KeKe’s insecurities have lead her to act this way.  The truly sad thing is that they are teaching this behavior to their children.  KeKe definitely should have sought therapy after her first marriage so she wouldn’t bring these feelings of doubt, fear, and control to her current relationship.  And I’m sure Michael loves her, that’s why he allows himself to be treated this way.  But when he completes his theological degree, what church is going to hire him as pastor?  I made mention on Facebook last night that I would not want to be a member of his church because he follows his wife, not the Lord.

Yes, the other women make suggestions about KeKe hanging out with them without Michael, but she’s not having it.  They either have to have them both, or she won’t come around.  With KeKe keeping a leash on Michael, the very thing that she is trying to avoid could happen.  He could leave her.

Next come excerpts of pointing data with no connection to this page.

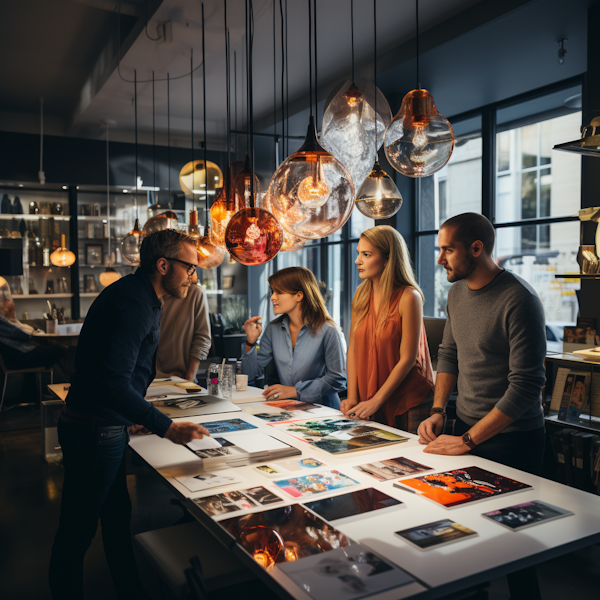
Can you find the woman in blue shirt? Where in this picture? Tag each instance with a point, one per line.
(305, 344)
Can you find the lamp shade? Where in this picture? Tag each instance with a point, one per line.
(193, 177)
(378, 197)
(253, 236)
(130, 245)
(311, 193)
(348, 131)
(419, 140)
(62, 257)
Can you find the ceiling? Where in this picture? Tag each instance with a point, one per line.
(81, 55)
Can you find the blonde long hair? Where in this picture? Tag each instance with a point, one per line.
(397, 273)
(312, 305)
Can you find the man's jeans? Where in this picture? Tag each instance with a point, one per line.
(94, 488)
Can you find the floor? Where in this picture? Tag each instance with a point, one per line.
(29, 505)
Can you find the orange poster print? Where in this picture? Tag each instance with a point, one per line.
(461, 486)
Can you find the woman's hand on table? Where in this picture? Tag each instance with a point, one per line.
(253, 329)
(183, 433)
(280, 392)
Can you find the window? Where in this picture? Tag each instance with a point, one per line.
(537, 192)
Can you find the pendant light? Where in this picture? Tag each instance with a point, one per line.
(378, 197)
(131, 243)
(110, 274)
(311, 193)
(419, 140)
(253, 236)
(209, 255)
(226, 205)
(62, 257)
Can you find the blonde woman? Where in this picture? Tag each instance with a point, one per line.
(389, 367)
(304, 343)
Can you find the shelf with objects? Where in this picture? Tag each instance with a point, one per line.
(38, 219)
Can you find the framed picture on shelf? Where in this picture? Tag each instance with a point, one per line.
(93, 254)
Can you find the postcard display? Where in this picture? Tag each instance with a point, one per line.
(354, 511)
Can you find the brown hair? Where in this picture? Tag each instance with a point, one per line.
(299, 279)
(165, 243)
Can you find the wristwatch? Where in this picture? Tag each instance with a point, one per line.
(468, 440)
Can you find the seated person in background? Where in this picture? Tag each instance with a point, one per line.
(306, 345)
(18, 347)
(389, 367)
(184, 334)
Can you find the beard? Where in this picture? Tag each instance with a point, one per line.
(462, 271)
(172, 286)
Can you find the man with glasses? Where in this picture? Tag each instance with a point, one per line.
(114, 365)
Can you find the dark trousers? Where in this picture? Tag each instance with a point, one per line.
(523, 450)
(94, 488)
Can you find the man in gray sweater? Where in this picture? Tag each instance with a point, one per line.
(494, 344)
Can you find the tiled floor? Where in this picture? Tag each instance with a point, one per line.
(29, 504)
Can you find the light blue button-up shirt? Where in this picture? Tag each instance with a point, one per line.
(316, 367)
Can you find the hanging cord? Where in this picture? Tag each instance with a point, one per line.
(169, 133)
(204, 129)
(153, 137)
(417, 19)
(137, 211)
(352, 34)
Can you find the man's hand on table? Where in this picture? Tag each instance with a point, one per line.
(182, 433)
(280, 392)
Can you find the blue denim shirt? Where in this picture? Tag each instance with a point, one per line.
(316, 367)
(116, 355)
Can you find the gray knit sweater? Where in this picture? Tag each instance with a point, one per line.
(495, 342)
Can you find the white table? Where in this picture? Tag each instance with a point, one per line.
(494, 552)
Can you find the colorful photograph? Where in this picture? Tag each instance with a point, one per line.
(435, 534)
(392, 468)
(527, 514)
(317, 483)
(345, 574)
(227, 502)
(353, 503)
(283, 534)
(462, 486)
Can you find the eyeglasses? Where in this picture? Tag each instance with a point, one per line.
(191, 267)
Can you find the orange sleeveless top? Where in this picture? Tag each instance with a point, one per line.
(377, 355)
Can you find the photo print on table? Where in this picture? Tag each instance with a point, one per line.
(435, 534)
(461, 486)
(306, 485)
(338, 436)
(351, 504)
(392, 468)
(524, 515)
(283, 534)
(228, 502)
(345, 574)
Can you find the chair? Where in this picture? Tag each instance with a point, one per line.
(39, 370)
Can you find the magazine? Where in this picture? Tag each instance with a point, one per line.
(433, 535)
(338, 436)
(524, 515)
(392, 468)
(350, 504)
(228, 502)
(345, 574)
(283, 534)
(461, 486)
(316, 483)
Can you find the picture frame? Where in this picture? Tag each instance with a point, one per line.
(93, 254)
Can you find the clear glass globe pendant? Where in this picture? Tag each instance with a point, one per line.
(311, 194)
(378, 197)
(419, 140)
(349, 122)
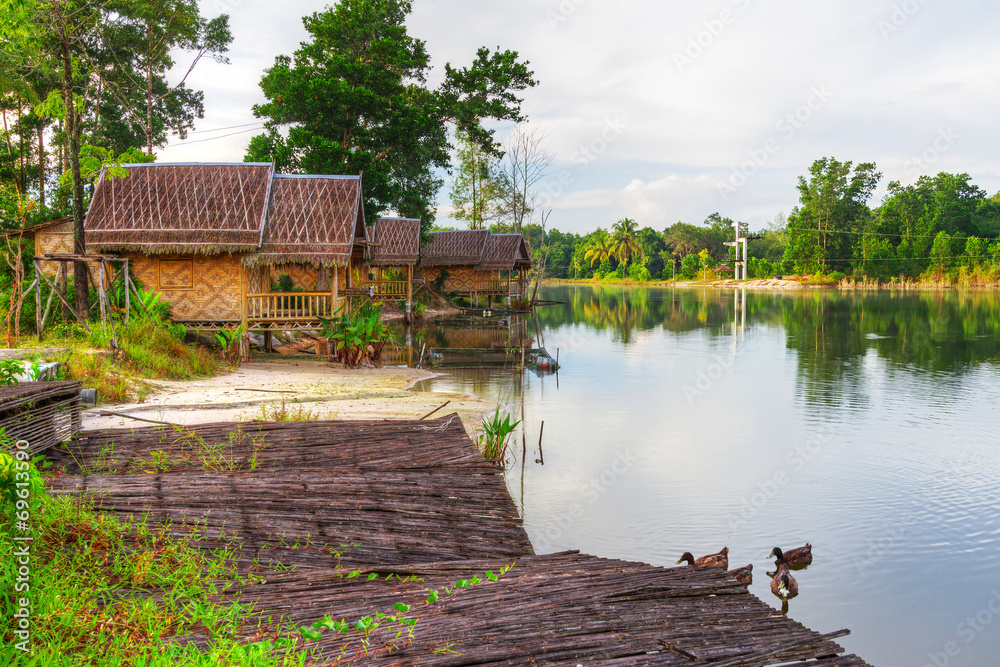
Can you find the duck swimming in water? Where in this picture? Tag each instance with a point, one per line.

I hope this show serves as a mirror for KeKe, and she can see how unhealthy this type of controlling relationship is.  And I hope she can change her ways.  And would you believe she’s only 30???  (Yeah, I think that’s totally wrong).  To any one reading this that is in this type of relationship, I implore you to make strides to get out and seek help.  Until next time, I’m just a Southern girl…in the city.

1 Comment

  1. I said some of the same remarks while watching last night!!! I understand her rationale, but its definitely unhealthy, and they both need therapy! I’m currently in a relationship and totally surprised that we can go just about anywhere together (including clubs) and truly enjoy ourselves. With that being said, that doesnt mean we NEED to go everywhere together. You need to have seperate activities and friends…it isnt natural to be with someone 24/7. He’s weak because he follows her around like a puppy dog, and she’s weak because she feels like if he’s not in her sight, he’s cheating or doing something wrong. But she said “I have a serious problem” and I totally agree with that statement!